Pada zaman Jepang meski hanya dalam tempo yang singkat, tetapi bagi dunia pendidikan Indonesia memiliki arti yang amat signifikan. Sebab, lewat pendidikan Jepang-lah sistem pendidikan disatukan. Tidak ada lagi pendidikan bagi orang asing degan pengantar bahasa Belanda.
Satu sistem pendidikan nasional tersebut diteruskan setelah bangsa Indonesia berhasil merebut kemerdekaan dari penjajah Belanda. Pemerintah Indonesia berupaya melaksanakan pendidikan nasional yang berlandaskan pada budaya bangsa sendiri. Tujuan pendidikan nasional adalah untuk menciptakan warga negara yang sosial, demokratis, cakap dan bertanggung jawab dan siap sedia menyumbangkan tenaga dan pikiran untuk negara.
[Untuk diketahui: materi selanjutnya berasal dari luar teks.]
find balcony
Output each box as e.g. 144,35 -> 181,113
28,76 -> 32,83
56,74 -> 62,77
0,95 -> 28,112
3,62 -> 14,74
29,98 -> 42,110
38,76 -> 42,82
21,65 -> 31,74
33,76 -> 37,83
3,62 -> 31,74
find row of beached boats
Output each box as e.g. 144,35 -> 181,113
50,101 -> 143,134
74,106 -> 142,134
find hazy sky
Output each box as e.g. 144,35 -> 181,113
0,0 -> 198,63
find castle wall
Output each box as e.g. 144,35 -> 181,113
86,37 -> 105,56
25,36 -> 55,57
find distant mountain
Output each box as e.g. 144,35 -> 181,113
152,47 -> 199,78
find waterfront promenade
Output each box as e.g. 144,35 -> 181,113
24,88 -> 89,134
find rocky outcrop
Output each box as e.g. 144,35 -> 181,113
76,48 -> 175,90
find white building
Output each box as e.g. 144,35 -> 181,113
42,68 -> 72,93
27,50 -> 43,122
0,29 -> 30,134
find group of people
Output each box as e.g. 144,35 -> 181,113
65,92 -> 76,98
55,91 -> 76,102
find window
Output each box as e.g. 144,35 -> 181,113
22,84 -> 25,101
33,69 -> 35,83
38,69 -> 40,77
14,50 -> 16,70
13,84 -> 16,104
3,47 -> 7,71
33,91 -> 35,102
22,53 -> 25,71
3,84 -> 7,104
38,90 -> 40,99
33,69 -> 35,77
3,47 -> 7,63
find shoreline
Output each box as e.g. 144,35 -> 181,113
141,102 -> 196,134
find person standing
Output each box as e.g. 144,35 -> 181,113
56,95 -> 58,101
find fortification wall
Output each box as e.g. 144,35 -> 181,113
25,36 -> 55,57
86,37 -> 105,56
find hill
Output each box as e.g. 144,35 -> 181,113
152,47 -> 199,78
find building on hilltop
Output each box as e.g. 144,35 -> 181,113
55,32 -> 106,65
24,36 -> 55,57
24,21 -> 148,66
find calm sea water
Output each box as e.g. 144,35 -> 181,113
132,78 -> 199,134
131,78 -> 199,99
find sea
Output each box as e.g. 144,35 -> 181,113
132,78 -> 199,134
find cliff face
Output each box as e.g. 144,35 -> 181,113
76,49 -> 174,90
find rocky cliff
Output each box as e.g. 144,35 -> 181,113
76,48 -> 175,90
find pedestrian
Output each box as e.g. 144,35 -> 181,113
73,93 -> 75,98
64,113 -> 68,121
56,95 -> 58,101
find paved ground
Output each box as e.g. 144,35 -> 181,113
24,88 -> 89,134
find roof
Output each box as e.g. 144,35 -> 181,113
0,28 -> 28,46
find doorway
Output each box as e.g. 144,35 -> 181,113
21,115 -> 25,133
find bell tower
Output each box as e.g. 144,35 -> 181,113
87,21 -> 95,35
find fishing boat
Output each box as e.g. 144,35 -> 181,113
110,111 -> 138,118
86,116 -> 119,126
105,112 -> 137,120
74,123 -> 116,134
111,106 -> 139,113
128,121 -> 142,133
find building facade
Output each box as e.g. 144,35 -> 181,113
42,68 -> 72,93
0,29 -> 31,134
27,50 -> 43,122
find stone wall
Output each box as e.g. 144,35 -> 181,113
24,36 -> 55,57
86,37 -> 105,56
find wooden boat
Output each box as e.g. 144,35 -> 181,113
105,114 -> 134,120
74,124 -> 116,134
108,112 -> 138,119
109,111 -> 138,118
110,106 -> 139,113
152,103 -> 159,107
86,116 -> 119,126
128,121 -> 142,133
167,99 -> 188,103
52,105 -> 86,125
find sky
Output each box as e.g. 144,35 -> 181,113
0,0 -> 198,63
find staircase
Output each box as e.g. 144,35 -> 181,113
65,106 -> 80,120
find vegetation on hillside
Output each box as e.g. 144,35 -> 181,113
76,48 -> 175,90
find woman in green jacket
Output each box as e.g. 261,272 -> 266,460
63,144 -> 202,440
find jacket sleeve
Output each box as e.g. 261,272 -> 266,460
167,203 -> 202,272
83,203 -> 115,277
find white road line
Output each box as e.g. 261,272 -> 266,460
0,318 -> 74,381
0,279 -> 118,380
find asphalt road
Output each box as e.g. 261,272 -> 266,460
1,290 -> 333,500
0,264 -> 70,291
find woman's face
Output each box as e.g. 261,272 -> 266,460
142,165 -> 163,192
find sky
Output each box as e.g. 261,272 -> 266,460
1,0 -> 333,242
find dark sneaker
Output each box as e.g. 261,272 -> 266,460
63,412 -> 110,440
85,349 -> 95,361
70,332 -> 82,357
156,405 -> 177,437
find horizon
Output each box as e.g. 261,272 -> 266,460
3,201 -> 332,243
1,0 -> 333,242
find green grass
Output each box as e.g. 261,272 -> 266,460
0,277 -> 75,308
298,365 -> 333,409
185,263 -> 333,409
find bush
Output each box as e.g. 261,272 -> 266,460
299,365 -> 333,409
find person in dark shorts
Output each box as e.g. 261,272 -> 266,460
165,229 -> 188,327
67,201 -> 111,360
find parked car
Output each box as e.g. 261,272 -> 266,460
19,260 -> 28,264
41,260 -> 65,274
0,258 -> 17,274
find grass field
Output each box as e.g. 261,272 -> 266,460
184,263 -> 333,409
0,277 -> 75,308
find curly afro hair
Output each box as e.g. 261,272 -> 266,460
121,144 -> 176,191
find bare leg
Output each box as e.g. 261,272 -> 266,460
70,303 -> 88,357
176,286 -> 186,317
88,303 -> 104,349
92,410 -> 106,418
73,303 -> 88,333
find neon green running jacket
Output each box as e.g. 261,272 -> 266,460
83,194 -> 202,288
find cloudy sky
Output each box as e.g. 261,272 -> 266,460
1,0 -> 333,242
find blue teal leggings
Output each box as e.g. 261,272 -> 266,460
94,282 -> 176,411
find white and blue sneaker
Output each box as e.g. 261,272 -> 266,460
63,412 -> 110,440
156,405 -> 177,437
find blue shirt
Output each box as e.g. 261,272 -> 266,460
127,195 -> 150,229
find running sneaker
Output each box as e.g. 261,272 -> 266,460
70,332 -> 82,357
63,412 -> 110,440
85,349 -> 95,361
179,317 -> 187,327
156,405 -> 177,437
Praktek pendidikan selepas penjajahan menekankan pengembangan jiwa patriotisme. Dari pendekatan "Macrocosmics", bisa dianalisis bahwa praktek pendidikan tidak bisa dilepaskan dari lingkungan, baik lingkungan sosial, politik, ekonomi maupun lingkungan lainnya. Pada masa ini, lingkungan politik terasa mendominir praktek pendidikan. Upaya membangkitkan patriotisme dan nasionalisme terasa berlebihan, sehingga menurunkan kualitas pendidikan itu sendiri.  Hal ini sangat terasa terutama pada periode Orde Lama (tahun 1959-1965).

Praktek pendidikan zaman Indonesia merdeka sampai tahun 1965 bisa dikatakan banyak dipengaruhi oleh sistem pendidikan Belanda. Sebaliknya, pendidikan setelah tahun 1966 sampai saat ini  pengaruh sistem pendidikan Amerika semakin lama terasa semakin menonjol. Sistem pendidikan Amerika menekankan bahwa praktek pendidikan merupakan instrumen dalam proses pembangunan. Oleh karenanya, tidak rnengherankan kalau seiring dengan semangat dan pelaksanaan pembangunan yang dititik-beratkan pada pembangunan ekonomi, praktek pendidikan dijadikan alat  untuk dapat mendukung pembangunan ekonomi dengan mempersiapkan tenaga kerja yang diperlukan dalam pembangunan. Dengan kata lain praktek pendidikan yang bersumber pada kebijaksanaan pendidikan banyak ditentukan guna kepentingan pembangunan ekonomi.
Perkembangan pendidikan nasional yang berkiblat pada pendidikan Amerika berkembang pesat dan menunjukkan hasil yang luar biasa. Namun perlu dicatat bahwa kecepatan perkembangan pendidikan nasional ini cenderung mendorong pendidikan ke arah sistem pendidikan yang bersifat sentralistis.

Di samping mempertanyakan kualitas output pendidikan yang berkiblat ke Arnerika ini, mulai dirasakan bahwa praktek pendidikan cenderung mendorong munculnya generasi terdidik yang bersifat materialistik, individualistik dan konsumtif. Hal ini sesungguhnya merupakan konsekuensi logis dari pengetrapan praktek pendidikan Amerika. Apalagi, pusat-pusat pendidikan yang lain, misalnya media komunikasi massa mendukung proses "Amerikanisasi" ini.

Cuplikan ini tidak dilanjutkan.